Buddhism and Eastern mysticism answers both questions incorrectly, in that they see mankind as inherently good, but mistaken about his place in reality and that they see the non-existence or palpable absence of God. From that foundation, they take the ideas that we must act rightly and that we inherently seek for something beyond ourselves to mean that by releasing our hold on this world will ultimately free us from its corruption and its limitations. Thus the East seeks to satisfy God’s demands for perfection through self-denial and meditative transcendence.

Works-based religions, whether polytheistic or monotheistic, rightly recognize that there is a God, but that our nature is such that we have the capacity to please Him and earn a life with Him in our own deeds and choices.
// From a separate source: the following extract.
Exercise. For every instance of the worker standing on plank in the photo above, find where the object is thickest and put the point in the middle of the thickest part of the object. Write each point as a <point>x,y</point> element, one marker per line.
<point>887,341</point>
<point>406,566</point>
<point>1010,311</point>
From that, they discern that God (or Allah or Brahma or whoever) has put in us the desire to act rightly and seek Him/It. Thus many of the world’s religions attempt to fulfill the innate morality God has given us through the strictures of legalism.

Naturalism, best typified by evolutionary thought and practice, answers the question of God’s existence falsely, but does recognize that mankind is inherently wicked and violent. From that atheistic anthropology, they deduce that we act rightly because it benefits us in ever-increasing circles of influence with concomitantly decreasing benefit to us. So the rationalist view is that we are moral people because our biology (our extended desire to survive through reproduction) leads us to behave that way.